President Donald Trump announced this morning he will be asking for a major investigation into voter fraud, which he believes should address 3-5 million people voting illegally. Studies conducted on both sides of the political aisle have proven there is no evidence of widespread fraud and both Republicans and Democrats have outwardly stated this is not a problem in our democracy.
In fact, the Center for Election Innovation and Research has said that a person is more likely to be eaten by a shark that simultaneously gets hit by lightning than to find a non-citizen voting.
Below is a compilation of statements, academic-commissioned studies and government-commission studies that have proven time and time again that voter fraud is extremely rare.
Statements from Republicans countering President Trump’s false claims:
- Senate Majority Leader Mitch McConnell said, "There's no evidence that [voter fraud] occurred in such a significant number that would have changed the presidential election, and I don't think we ought to spend any federal money investigating that."
- House Speaker Paul D. Ryan told reporters Tuesday he’s seen no evidence to buttress what Trump said.
- President Trump’s own lawyer filed a complaint in Pennsylvania stating “There is no evidence – or even an allegation – that any tampering with Pennsylvania’s voting systems occurred.”
- In response to the voter fraud claims, Senator John McCain said, “There’s no evidence of that and I think that those who allege that have to come up with some substantiation.”
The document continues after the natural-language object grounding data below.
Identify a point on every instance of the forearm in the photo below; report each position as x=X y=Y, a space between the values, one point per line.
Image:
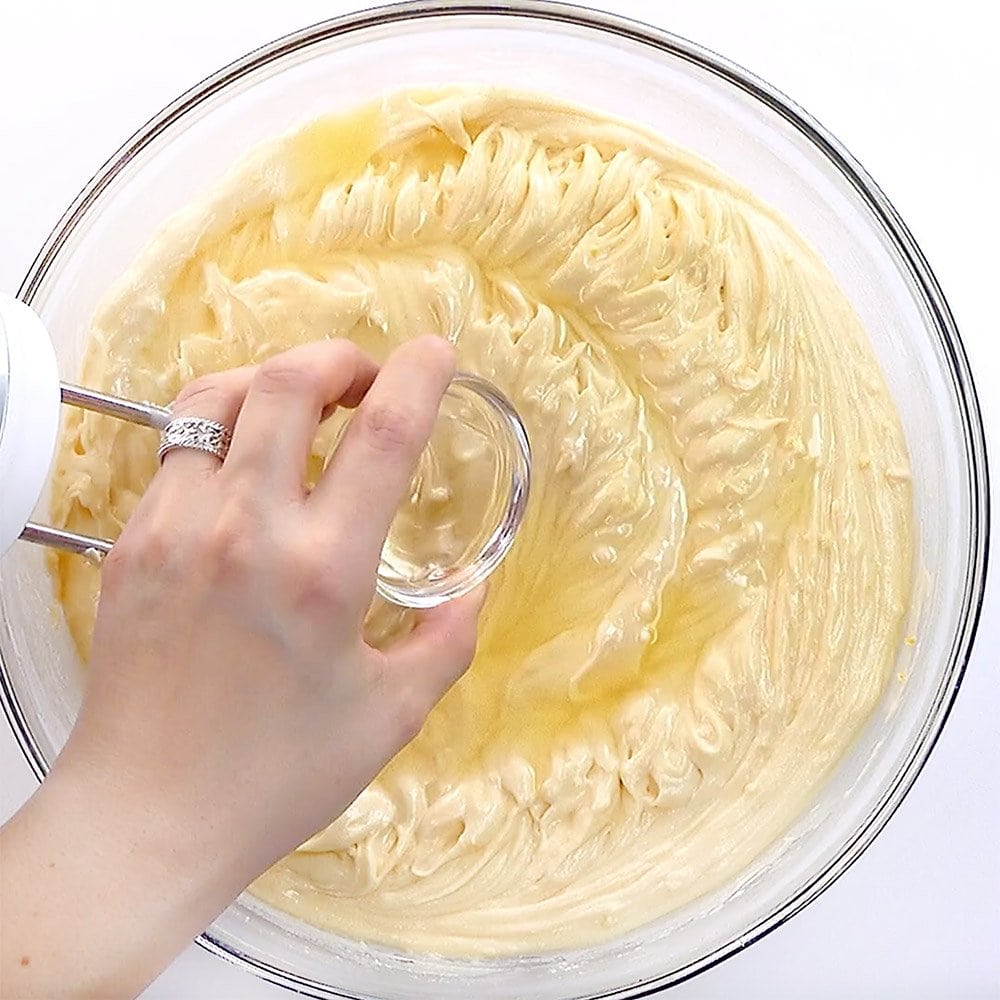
x=97 y=892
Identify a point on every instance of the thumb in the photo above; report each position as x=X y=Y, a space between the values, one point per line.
x=440 y=646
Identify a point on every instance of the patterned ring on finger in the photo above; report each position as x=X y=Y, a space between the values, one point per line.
x=196 y=433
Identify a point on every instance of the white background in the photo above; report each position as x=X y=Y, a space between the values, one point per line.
x=912 y=95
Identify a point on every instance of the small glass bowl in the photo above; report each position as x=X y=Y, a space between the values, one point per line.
x=453 y=530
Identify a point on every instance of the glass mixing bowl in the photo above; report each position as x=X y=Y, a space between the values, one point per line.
x=758 y=136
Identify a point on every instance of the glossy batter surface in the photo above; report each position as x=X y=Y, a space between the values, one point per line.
x=705 y=601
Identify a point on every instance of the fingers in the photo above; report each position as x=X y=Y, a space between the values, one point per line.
x=441 y=646
x=214 y=397
x=371 y=468
x=287 y=398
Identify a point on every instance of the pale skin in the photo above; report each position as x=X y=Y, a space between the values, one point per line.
x=231 y=706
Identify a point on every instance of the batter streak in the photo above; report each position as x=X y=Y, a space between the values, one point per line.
x=705 y=600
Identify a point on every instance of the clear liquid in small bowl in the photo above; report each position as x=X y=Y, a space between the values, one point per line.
x=465 y=500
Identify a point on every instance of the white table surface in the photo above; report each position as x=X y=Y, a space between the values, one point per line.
x=912 y=95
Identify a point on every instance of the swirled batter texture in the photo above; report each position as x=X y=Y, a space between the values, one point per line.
x=705 y=601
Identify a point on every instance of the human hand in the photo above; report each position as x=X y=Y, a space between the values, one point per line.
x=232 y=707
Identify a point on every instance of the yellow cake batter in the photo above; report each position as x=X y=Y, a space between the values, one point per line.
x=706 y=597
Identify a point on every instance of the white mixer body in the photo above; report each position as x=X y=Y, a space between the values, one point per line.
x=29 y=415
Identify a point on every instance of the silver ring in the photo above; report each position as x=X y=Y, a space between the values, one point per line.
x=197 y=433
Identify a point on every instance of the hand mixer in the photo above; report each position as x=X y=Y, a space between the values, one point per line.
x=30 y=397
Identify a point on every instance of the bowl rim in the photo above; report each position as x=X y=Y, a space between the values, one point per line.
x=919 y=271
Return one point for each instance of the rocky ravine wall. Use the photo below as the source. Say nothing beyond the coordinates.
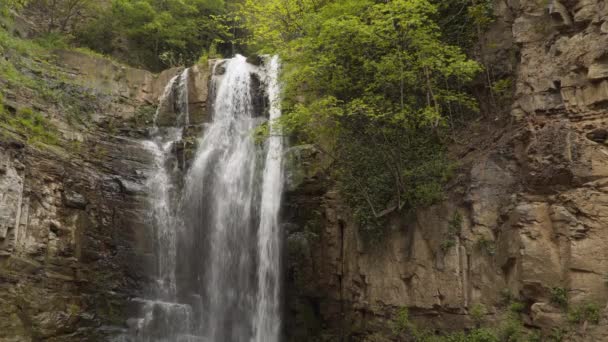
(74, 233)
(532, 192)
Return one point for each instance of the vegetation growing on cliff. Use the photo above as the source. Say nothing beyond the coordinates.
(373, 85)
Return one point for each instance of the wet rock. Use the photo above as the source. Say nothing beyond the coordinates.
(599, 135)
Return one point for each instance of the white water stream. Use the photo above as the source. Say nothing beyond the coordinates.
(217, 237)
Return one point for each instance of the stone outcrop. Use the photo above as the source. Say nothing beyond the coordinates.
(530, 191)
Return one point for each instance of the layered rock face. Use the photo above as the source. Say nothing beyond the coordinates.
(525, 217)
(74, 236)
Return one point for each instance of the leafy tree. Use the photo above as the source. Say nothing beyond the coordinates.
(60, 16)
(7, 5)
(156, 34)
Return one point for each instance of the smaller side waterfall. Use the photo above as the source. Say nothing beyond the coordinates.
(164, 318)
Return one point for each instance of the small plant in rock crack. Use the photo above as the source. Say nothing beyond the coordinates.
(559, 297)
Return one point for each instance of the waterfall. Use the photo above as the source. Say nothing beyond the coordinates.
(164, 318)
(267, 319)
(217, 237)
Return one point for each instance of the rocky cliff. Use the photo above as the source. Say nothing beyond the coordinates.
(74, 237)
(524, 219)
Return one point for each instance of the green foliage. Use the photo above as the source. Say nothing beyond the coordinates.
(370, 84)
(559, 297)
(157, 34)
(589, 312)
(32, 125)
(60, 16)
(403, 327)
(7, 5)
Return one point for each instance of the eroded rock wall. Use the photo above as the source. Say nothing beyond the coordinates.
(75, 236)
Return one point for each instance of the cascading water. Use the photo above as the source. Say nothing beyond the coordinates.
(218, 243)
(164, 318)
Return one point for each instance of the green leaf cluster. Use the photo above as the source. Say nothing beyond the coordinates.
(157, 34)
(372, 84)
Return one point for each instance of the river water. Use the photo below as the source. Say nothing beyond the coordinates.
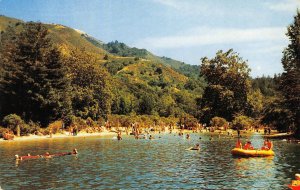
(105, 163)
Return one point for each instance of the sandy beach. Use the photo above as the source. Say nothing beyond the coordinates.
(60, 135)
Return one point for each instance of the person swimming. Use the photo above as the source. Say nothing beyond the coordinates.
(196, 147)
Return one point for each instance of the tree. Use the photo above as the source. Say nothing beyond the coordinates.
(290, 78)
(34, 84)
(91, 86)
(227, 76)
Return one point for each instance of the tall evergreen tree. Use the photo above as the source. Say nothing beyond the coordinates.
(227, 76)
(290, 79)
(34, 83)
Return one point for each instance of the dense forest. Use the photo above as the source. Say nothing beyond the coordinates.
(49, 72)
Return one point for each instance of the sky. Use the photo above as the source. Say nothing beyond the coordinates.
(185, 30)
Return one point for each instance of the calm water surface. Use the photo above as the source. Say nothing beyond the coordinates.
(105, 163)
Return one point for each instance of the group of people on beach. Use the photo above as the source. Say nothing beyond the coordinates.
(268, 145)
(46, 155)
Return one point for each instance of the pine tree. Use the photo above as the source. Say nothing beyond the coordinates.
(35, 84)
(290, 79)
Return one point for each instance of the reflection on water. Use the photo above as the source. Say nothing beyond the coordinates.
(104, 163)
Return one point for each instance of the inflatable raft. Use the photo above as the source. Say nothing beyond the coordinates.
(295, 183)
(251, 153)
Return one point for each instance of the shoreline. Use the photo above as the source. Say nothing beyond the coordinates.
(65, 134)
(59, 136)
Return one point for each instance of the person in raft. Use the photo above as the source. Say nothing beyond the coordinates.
(268, 145)
(238, 144)
(248, 146)
(196, 147)
(187, 136)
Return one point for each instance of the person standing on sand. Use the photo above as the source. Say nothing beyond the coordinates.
(119, 137)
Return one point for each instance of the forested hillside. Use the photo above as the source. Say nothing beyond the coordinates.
(51, 72)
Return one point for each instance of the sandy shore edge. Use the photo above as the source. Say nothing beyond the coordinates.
(60, 135)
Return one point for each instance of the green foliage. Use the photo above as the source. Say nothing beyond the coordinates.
(227, 76)
(266, 85)
(34, 82)
(256, 103)
(290, 80)
(218, 122)
(122, 49)
(16, 124)
(242, 122)
(92, 95)
(278, 116)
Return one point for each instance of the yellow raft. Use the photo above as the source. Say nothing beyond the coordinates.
(251, 153)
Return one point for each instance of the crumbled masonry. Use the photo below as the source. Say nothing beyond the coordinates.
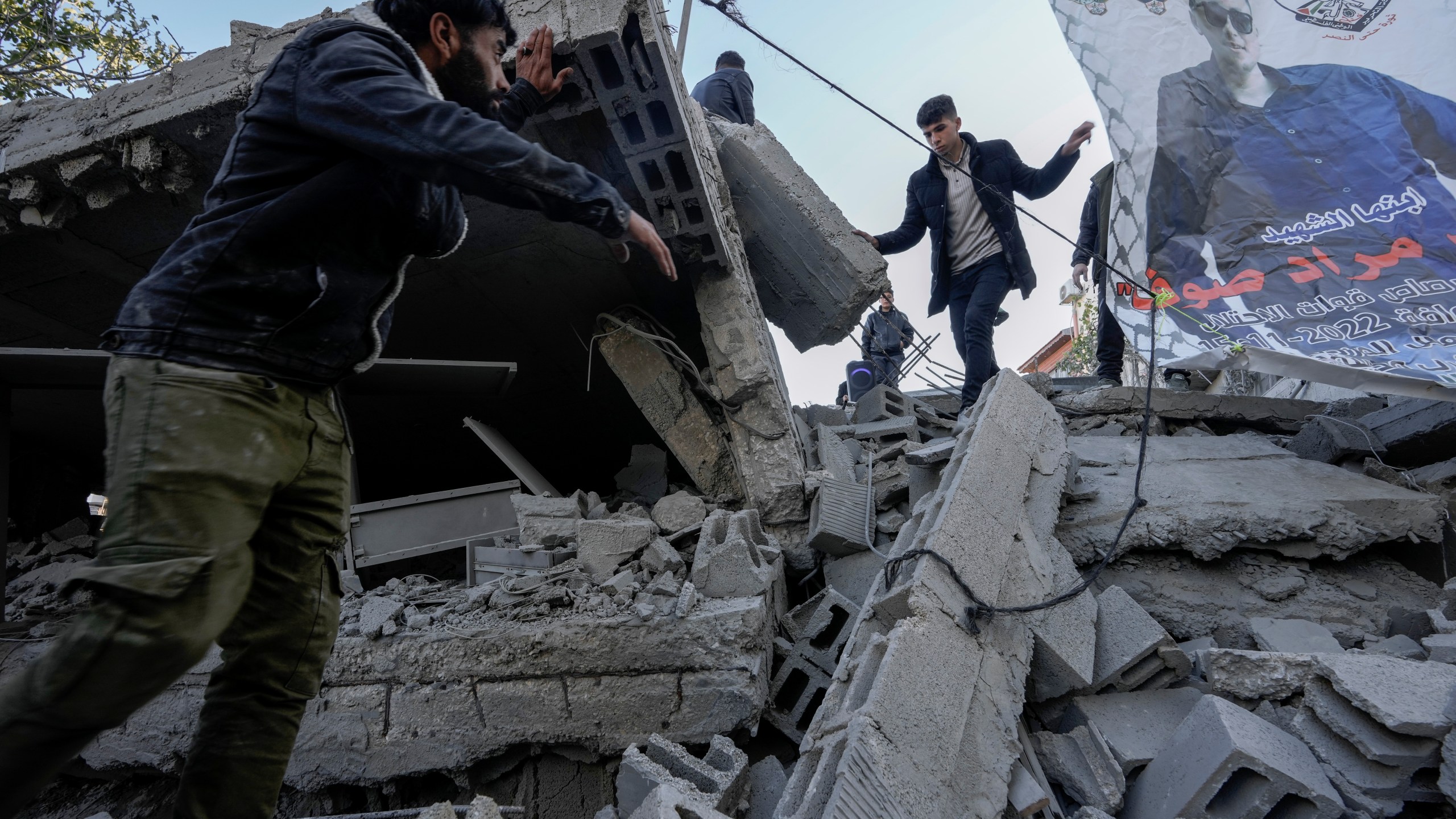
(706, 627)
- South Carolina Sen. Lindsey Graham said “If the President of the United States is claiming 3.5 million people voted illegally, that shakes confidence in our democracy.”
Studies and investigations by the Left and Right countering President Trump’s false voter fraud claims:
- A 2014 comprehensive study by the Brennan Center for Justice found there were only 31 credible allegations of fraud over 1 billion votes cast. In fact, far more legal citizens have been rejected at the polls for lacking proper identification.
- A November 2014 study released by the United States Government Accountability Office (GAO) conducted a review of five studies and "identified few instances of in-person fraud."
- A study published in 2013 by John Ahlquist and Kenneth R. Mayer of the University of Wisconsin and Simon Jackman of Stanford conducted a survey to measure the prevalence of two specific types of voter fraud: repeat/fraudulent ballot casting and vote buying. They found that “the notion that voter impersonation is a widespread behavior is totally contradicted by these data.”
- Government investigations have revealed no threat in Iowa, Wisconsin, Kansas and North Carolina. Also, Ohio Secretary of State Jon Husted said the state conducted a review four years ago, and it refutes the President’s assessment of widespread voter fraud.
- During the George W. Bush administration, the Justice Department turned up “virtually no evidence of voter fraud,” according to the New York Times. The study was a five-year examination and it only turned up 26 examples of fraud by individual voters.
- The Republican National Lawyers Association (RNLA) produced data showing voting records from 2000-2010, which show no link between voter fraud in states and the need for stricter voter ID laws.